Path planning method and robot

Technical Field

The invention belongs to the technical field of robots, and particularly relates to a path planning method and a robot.

Background

Currently, robots navigate indoors using technologies such as laser SLAM, visual VSLAM, IMU inertial navigation, alone or in combination. The navigation technology can realize the functions of mapping, navigation, area limitation and the like of the robot under an ideal state; the robot can also be helped to navigate, plan and run a path in a certain floor in the building.

However, the above navigation techniques are mostly based on the movement of the robot within one floor, so as to realize the path planning of one floor. When the robot relates to an upper floor and a lower floor, the robot cannot generally perform multi-floor path planning, can only perform path planning in the same floor, and completes a corresponding navigation task.

In addition, when planning a path in a building, auxiliary devices are usually added to assist the robot in positioning, such as wifi, bluetooth, RFID, UWB, etc., to provide the robot with relatively accurate position calibration information and to confirm the three-dimensional coordinates of the robot in the building.

The positioning method not only needs to additionally add accessories, but also improves the corresponding cost; but also greatly increases construction costs.
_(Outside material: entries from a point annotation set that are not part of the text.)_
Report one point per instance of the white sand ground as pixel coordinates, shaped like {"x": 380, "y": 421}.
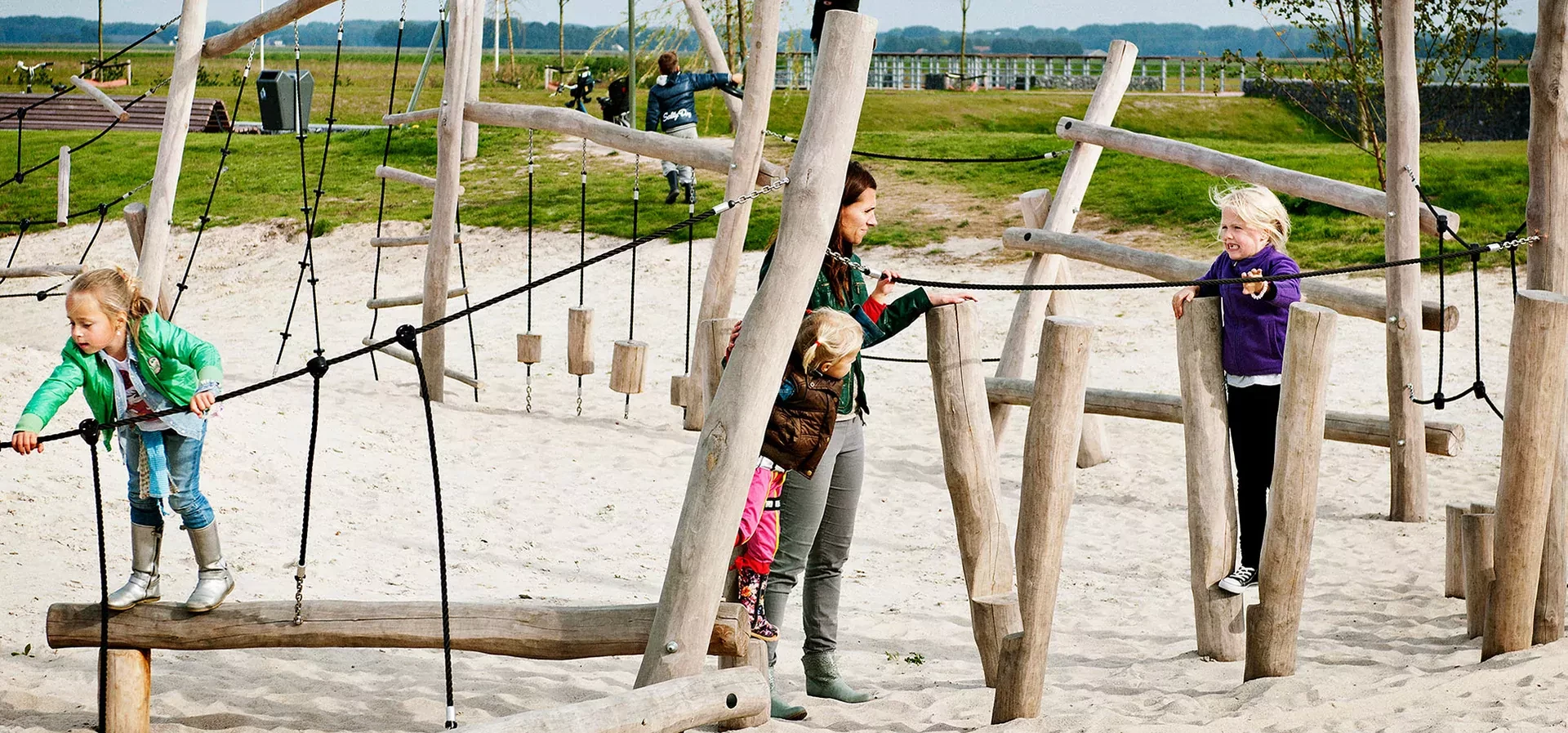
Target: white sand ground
{"x": 579, "y": 509}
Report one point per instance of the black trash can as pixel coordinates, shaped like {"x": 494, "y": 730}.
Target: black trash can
{"x": 274, "y": 92}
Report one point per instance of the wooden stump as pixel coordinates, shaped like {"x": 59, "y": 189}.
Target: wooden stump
{"x": 579, "y": 341}
{"x": 627, "y": 366}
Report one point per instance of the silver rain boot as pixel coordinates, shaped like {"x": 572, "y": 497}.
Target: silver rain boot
{"x": 143, "y": 584}
{"x": 214, "y": 579}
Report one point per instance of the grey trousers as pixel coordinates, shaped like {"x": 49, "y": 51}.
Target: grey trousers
{"x": 816, "y": 526}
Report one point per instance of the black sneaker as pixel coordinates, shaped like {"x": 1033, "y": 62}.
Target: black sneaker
{"x": 1242, "y": 578}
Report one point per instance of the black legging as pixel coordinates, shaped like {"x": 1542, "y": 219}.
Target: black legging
{"x": 1254, "y": 412}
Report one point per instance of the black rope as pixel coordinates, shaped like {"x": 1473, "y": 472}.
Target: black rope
{"x": 407, "y": 337}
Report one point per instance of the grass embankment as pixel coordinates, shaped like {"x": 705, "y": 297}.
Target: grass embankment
{"x": 921, "y": 203}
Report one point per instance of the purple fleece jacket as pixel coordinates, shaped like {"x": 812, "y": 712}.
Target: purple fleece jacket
{"x": 1252, "y": 339}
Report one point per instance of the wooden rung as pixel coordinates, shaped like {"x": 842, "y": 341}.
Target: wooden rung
{"x": 410, "y": 300}
{"x": 403, "y": 355}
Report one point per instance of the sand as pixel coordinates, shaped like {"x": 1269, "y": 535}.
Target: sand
{"x": 581, "y": 509}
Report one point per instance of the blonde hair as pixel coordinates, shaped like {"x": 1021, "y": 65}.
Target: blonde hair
{"x": 826, "y": 337}
{"x": 1256, "y": 208}
{"x": 118, "y": 294}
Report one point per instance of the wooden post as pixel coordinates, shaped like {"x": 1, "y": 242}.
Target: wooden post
{"x": 444, "y": 209}
{"x": 719, "y": 286}
{"x": 1454, "y": 552}
{"x": 172, "y": 148}
{"x": 1402, "y": 284}
{"x": 1477, "y": 542}
{"x": 1063, "y": 214}
{"x": 1293, "y": 503}
{"x": 726, "y": 453}
{"x": 1211, "y": 489}
{"x": 1548, "y": 216}
{"x": 1045, "y": 503}
{"x": 969, "y": 463}
{"x": 127, "y": 678}
{"x": 1530, "y": 434}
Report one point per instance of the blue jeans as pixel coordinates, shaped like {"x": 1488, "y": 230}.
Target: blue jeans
{"x": 185, "y": 496}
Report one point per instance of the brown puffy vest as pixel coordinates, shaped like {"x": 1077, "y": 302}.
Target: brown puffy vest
{"x": 800, "y": 427}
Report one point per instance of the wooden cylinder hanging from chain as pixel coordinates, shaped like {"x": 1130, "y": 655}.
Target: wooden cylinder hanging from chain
{"x": 579, "y": 341}
{"x": 629, "y": 366}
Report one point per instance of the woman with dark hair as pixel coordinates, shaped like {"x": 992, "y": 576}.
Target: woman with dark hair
{"x": 817, "y": 512}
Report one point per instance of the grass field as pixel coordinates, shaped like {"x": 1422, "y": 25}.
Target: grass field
{"x": 921, "y": 203}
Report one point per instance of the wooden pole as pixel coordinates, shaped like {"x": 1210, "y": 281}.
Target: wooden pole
{"x": 1211, "y": 490}
{"x": 1170, "y": 267}
{"x": 1293, "y": 501}
{"x": 1045, "y": 503}
{"x": 1530, "y": 434}
{"x": 726, "y": 451}
{"x": 969, "y": 463}
{"x": 444, "y": 211}
{"x": 719, "y": 286}
{"x": 1031, "y": 308}
{"x": 1477, "y": 542}
{"x": 172, "y": 148}
{"x": 127, "y": 708}
{"x": 1402, "y": 239}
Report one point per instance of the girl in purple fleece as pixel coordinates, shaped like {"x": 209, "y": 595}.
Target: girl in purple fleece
{"x": 1254, "y": 231}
In addition, since the positioning assistance information is limited by the transmission of wireless signals, the accuracy of positioning may be affected.

Disclosure of Invention

The invention aims to provide a path planning method and a robot, which can assist the robot in positioning without adding auxiliary equipment in the process of realizing multi-floor path planning; the equipment cost and the construction cost are greatly reduced; and the phenomenon that positioning accuracy is influenced due to wireless transmission of positioning auxiliary information is avoided.

The technical scheme provided by the invention is as follows:

the invention provides a path planning method, which comprises the following steps: acquiring geomagnetic data of the current position of the robot, and converting the geomagnetic data into three-dimensional coordinate information; identifying whether the current floor where the robot is located is consistent with a target floor or not according to the three-dimensional coordinate information; and when the current floor where the robot is located is not consistent with the target floor, planning a multi-floor planning path of the robot.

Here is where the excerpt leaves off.